Aqui estão alguns factos que dão uma ideia da seriedade do momento e que, se não for resolvido pelo reforço da unidade e da igualdade entre todos os espanhóis, tornará impossível qualquer projecto iberista.

-Espanha sofreu cerca de 3.500 atentados terroristas que levaram a 864 mortos e milhares de feridos. A ETA foi democraticamente derrotada, mas criou um partido que para além de não condenar ou se arrepender dos seus crimes, ainda justifica estas acções e homenageiam os seus autores. O actual governo formou-se graças ao apoio desse partido (Bildu). Como paga, o PSOE votou, recentemente, no Parlamento Europeu contra o esclarecimento dos 376 assassinatos que ainda se encontram por resolver.

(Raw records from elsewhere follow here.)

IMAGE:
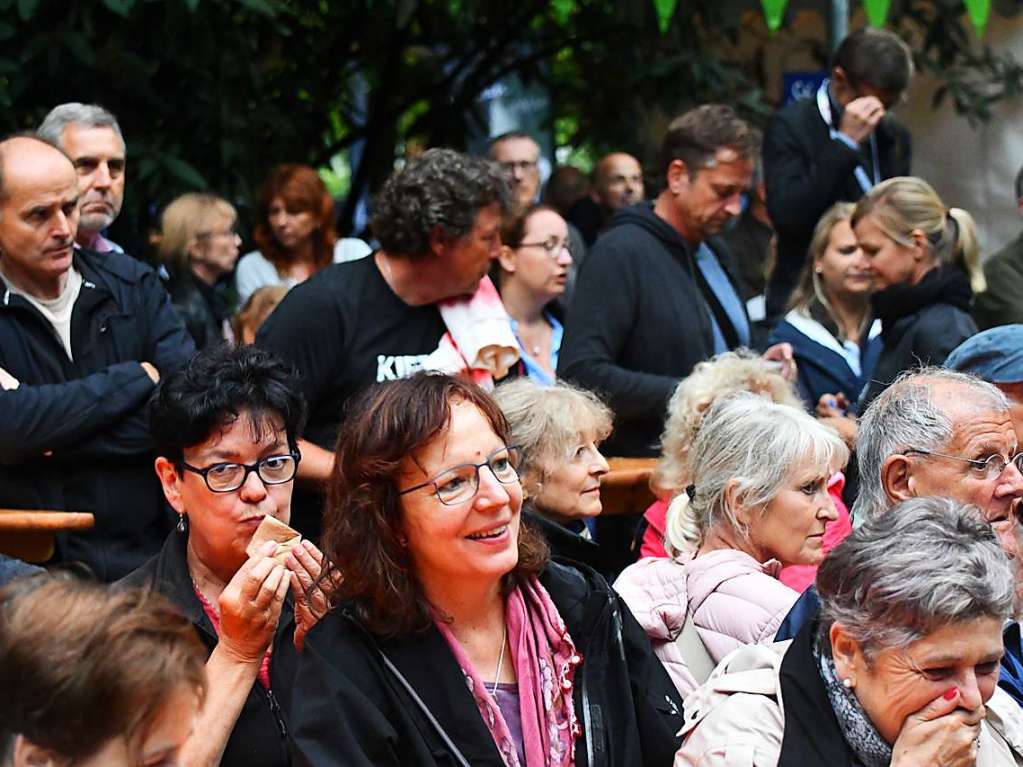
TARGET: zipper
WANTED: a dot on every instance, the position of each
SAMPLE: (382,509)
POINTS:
(275,710)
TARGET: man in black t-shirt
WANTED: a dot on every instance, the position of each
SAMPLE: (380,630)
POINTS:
(438,222)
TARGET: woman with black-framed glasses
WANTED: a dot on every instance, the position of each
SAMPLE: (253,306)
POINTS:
(453,640)
(225,429)
(532,273)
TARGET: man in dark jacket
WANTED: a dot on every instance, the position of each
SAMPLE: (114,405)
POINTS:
(834,147)
(658,294)
(83,340)
(1002,302)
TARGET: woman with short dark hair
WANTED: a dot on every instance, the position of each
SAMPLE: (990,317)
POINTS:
(94,678)
(453,639)
(899,670)
(225,430)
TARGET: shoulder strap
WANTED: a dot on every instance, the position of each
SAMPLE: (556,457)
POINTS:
(448,743)
(698,660)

-Na Catalunha, mediante um processo de engenharia mental e social copiada do nazismo, o secessionismo conseguiu, em 2019, que 39% dos votantes apoiassem a independência. Isto contra 43% de não independentistas. Isto representa menos de 30% de registo de votantes. Durante quase 40 anos, o catalão foi imposto como a língua única e veicular da educação, sendo o espanhol banido de todos os usos oficiais. Hoje em dia, 33% falam catalão e 55% espanhol. O direito de receber ensino na língua materna desapareceu para os falantes de espanhol na Catalunha. O espanhol sempre foi um idioma tão típico da Catalunha quanto o catalão.

-Espanha é um estado muito descentralizado, com 17 regiões autonómicas com capacidade legislativa, fiscal e económica. O País Basco goza de um estatuto excepcional que o converte num estado semi-independiente. O resultado foi a perda de uma unidade fiscal e de mercado, o desaparecimento de um sistema sanitário, educativo, judicial, policial e oficial único. Isto aumenta a desigualdade entre os espanhóis com base no local de nascimento. A renda per capita pode chegar a 50% (entre Madrid e o País Basco, por um lado, e a Estremadura, pelo outro).

-O separatismo catalão tentou criar, em Outubro de 2017 e mediante da força dos feitos consumados, uma situação social e política irreversível (equivalente ao que tradicionalmente se chama de golpe de estado), que acabara obrigando o estado a reconhecer a sua independência. Para tal anularam a constituição, aboliram a monarquia e proclamaram a República Catalã, aprovando leis substitutas que se chamaram de desconexão e de transição, desobedecendo a todas as sentenças condenatórias do Tribunal Supremo e do Constitucional. Os cabecilhas da insurreição foram condenados por sedição e peculato, com penalidades inferiores ao máximo estabelecido pelo nosso código penal. Essa sentença causou uma rebelião violenta com incêndios e distúrbios em toda a Catalunha por quinze dias. Nada semelhante aconteceu em Espanha, isto desde o final da guerra civil de 1939.

-O independentismo catalão e basco, promovido pelas classes dominantes, são claramente racistas, baseados no ódio a tudo o que é espanhol, não ocultando um supremacismo latente desde as suas origens no século XIX. A sua raiz é profundamente antidemocrática, reaccionária e defensora de privilégios que vão contra a igualdade entre todos os espanhóis. O seu maior êxito consistiu em por ao seu lado a grande parte da esquerda espanhola, especialmente o PSOE e o Podemos, os dois partidos que hoje formam governo graças ao apoio dos independentistas.

-O actual governo está disposto a abrir a porta a uma interpretação “constitucional” que permita a independência efectiva da Catalunha, camuflada num federalismo criativo e assimétrico. Pretende substituir a vontade de todos os espanhóis, únicos sujeitos da soberania nacional por um referendo limitado na Catalunha. Assim se inicia um período de instabilidade política e de um enfrentamento civil de imprevisíveis consequências.

Convido aos eleitores, sejam de que orientação política forem, a que imaginem a existência de algo parecido em Portugal. Pensariam que o melhor seria fragmentar-se para integrar-se num Estado Ibérico?

 

Santiago Trancón Pérez é filólogo, escritor, professor de língua e literatura e membro da Plataforma pela Federação Ibérica.